On January 1, 1801, the Acts of Union 1800 goes into effect uniting the Kingdom of Great Britain and the Kingdom of Ireland to create the United Kingdom of Great Britain and Ireland. The Acts of Union 1800 consists of two acts with the same long title, An Act for the Union of Great Britain and Ireland. Both are passed in 1800.

Before these Acts, Ireland had been in personal union with England since 1541, when the Parliament of Ireland had passed the Crown of Ireland Act 1542 proclaiming King Henry VIII of England to be King of Ireland. Both Ireland and England had come in personal union with Scotland with the Union of the Crowns in 1603.

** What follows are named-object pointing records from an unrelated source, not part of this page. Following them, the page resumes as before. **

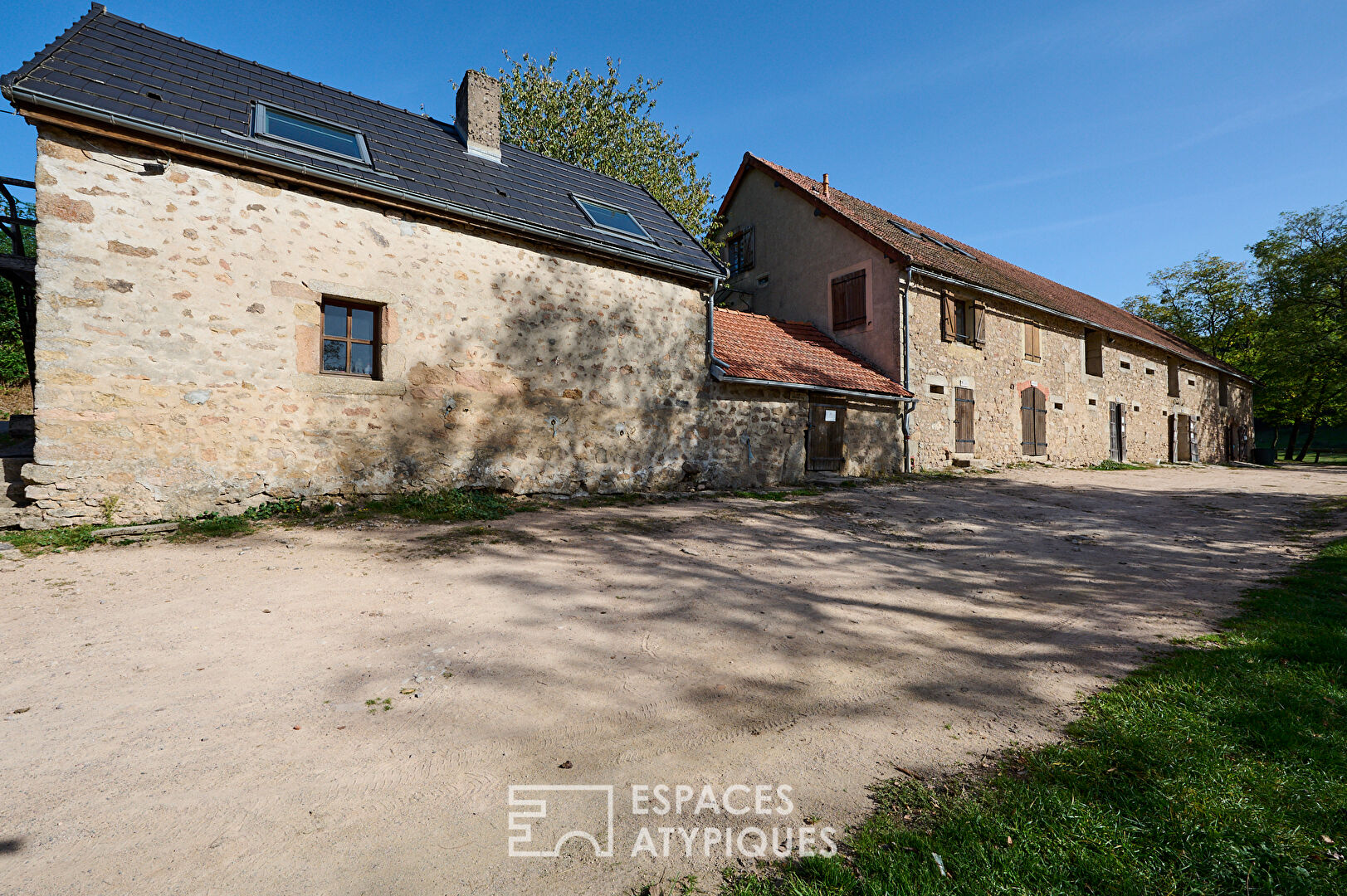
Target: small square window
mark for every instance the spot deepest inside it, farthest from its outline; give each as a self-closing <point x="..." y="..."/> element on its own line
<point x="350" y="338"/>
<point x="309" y="132"/>
<point x="739" y="251"/>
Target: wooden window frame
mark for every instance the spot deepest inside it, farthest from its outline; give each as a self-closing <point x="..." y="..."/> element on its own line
<point x="375" y="341"/>
<point x="1096" y="336"/>
<point x="1032" y="343"/>
<point x="739" y="251"/>
<point x="850" y="276"/>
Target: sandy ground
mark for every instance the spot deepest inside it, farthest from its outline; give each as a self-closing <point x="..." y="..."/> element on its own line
<point x="182" y="738"/>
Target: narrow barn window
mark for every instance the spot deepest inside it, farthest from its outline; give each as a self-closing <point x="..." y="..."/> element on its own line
<point x="1094" y="352"/>
<point x="1032" y="341"/>
<point x="1033" y="422"/>
<point x="739" y="252"/>
<point x="350" y="338"/>
<point x="309" y="132"/>
<point x="849" y="300"/>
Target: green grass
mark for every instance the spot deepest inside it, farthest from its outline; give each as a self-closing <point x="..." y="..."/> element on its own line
<point x="71" y="538"/>
<point x="1118" y="465"/>
<point x="778" y="496"/>
<point x="1221" y="768"/>
<point x="447" y="504"/>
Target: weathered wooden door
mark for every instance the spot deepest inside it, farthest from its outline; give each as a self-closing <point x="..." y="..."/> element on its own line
<point x="1180" y="437"/>
<point x="1033" y="422"/>
<point x="1117" y="431"/>
<point x="827" y="429"/>
<point x="964" y="407"/>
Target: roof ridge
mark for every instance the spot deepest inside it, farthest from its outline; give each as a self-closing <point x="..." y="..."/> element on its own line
<point x="99" y="10"/>
<point x="22" y="71"/>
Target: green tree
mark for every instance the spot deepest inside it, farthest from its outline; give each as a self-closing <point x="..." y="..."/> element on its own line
<point x="14" y="369"/>
<point x="593" y="120"/>
<point x="1303" y="340"/>
<point x="1208" y="302"/>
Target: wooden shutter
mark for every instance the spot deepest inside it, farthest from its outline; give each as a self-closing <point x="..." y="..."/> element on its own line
<point x="964" y="408"/>
<point x="1032" y="343"/>
<point x="849" y="300"/>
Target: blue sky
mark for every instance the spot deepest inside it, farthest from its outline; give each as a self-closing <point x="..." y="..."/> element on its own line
<point x="1089" y="142"/>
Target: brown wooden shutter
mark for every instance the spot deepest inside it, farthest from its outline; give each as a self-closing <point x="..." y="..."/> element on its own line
<point x="849" y="300"/>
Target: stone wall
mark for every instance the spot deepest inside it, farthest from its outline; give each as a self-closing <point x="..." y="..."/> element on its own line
<point x="178" y="348"/>
<point x="1076" y="403"/>
<point x="798" y="254"/>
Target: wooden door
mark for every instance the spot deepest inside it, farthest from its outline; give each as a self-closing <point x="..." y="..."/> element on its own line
<point x="964" y="407"/>
<point x="827" y="427"/>
<point x="1180" y="438"/>
<point x="1033" y="422"/>
<point x="1117" y="431"/>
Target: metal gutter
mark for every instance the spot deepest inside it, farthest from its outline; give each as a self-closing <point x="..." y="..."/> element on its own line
<point x="907" y="369"/>
<point x="1070" y="317"/>
<point x="454" y="209"/>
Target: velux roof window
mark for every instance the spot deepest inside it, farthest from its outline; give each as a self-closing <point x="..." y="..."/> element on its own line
<point x="311" y="134"/>
<point x="609" y="217"/>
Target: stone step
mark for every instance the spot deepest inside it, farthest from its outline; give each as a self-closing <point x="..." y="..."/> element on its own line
<point x="12" y="483"/>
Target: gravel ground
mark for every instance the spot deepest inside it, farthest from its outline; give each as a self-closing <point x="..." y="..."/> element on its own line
<point x="209" y="718"/>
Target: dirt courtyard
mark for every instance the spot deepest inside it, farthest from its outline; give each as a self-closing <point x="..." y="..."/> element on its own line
<point x="209" y="718"/>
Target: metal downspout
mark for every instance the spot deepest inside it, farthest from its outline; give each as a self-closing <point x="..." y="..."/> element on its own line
<point x="907" y="375"/>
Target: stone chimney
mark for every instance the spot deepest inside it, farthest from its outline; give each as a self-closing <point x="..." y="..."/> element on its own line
<point x="478" y="119"/>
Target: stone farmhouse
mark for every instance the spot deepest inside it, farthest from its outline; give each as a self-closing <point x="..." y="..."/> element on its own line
<point x="1007" y="364"/>
<point x="251" y="286"/>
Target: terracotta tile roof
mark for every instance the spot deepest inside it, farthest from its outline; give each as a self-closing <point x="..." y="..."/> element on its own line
<point x="973" y="265"/>
<point x="754" y="347"/>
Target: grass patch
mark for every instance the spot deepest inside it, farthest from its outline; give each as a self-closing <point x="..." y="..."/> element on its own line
<point x="445" y="505"/>
<point x="71" y="538"/>
<point x="783" y="496"/>
<point x="1221" y="768"/>
<point x="1117" y="465"/>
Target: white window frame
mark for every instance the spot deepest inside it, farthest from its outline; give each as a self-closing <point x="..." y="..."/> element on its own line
<point x="869" y="295"/>
<point x="259" y="131"/>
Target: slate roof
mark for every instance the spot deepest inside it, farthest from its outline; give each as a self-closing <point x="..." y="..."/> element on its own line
<point x="110" y="66"/>
<point x="754" y="347"/>
<point x="975" y="267"/>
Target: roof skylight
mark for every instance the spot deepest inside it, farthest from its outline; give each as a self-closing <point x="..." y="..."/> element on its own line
<point x="310" y="134"/>
<point x="609" y="217"/>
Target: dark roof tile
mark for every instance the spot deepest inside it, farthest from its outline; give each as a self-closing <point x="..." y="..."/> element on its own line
<point x="108" y="64"/>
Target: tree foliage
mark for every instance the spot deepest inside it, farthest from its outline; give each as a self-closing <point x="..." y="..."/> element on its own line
<point x="1208" y="302"/>
<point x="596" y="121"/>
<point x="1281" y="319"/>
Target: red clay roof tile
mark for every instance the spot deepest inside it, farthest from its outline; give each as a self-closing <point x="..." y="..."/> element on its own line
<point x="979" y="269"/>
<point x="754" y="347"/>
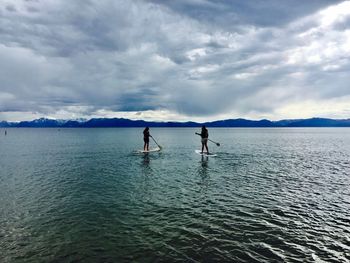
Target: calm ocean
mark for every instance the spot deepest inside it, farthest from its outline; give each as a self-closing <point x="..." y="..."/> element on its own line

In 1707, the Kingdom of England and the Kingdom of Scotland were united into a single kingdom named the Kingdom of Great Britain. The Irish parliament at that time was subject to a number of restrictions that placed it subservient to the Parliament of England and, following the union of England and Scotland, the Parliament of Great Britain.

In the century that followed the union of England and Scotland, Ireland gained effective legislative independence from Great Britain through the Constitution of 1782. However, access to institutional power in Ireland was restricted to a small minority, the so-called Anglo-Irish of the Protestant Ascendancy. Frustration at the lack of reform eventually led to a rebellion in 1798, involving a French invasion of Ireland and seeking complete independence from Great Britain. The rebellion was crushed with much bloodshed and the subsequent drive for union between Great Britain and Ireland that passed in 1800 was motivated at least in part by the belief that the rebellion was caused as much by loyalist brutality as by the United Irishmen.

Each Act had to be passed in the Parliament of Great Britain and the Parliament of Ireland. The final passage of the Act in the Irish Parliament was achieved with substantial majorities, achieved in part according to contemporary documents through bribery, namely the awarding of peerages and honours to critics to get their votes.

Both Acts, though since amended, still remain in force in the United Kingdom but have been repealed in the Republic of Ireland.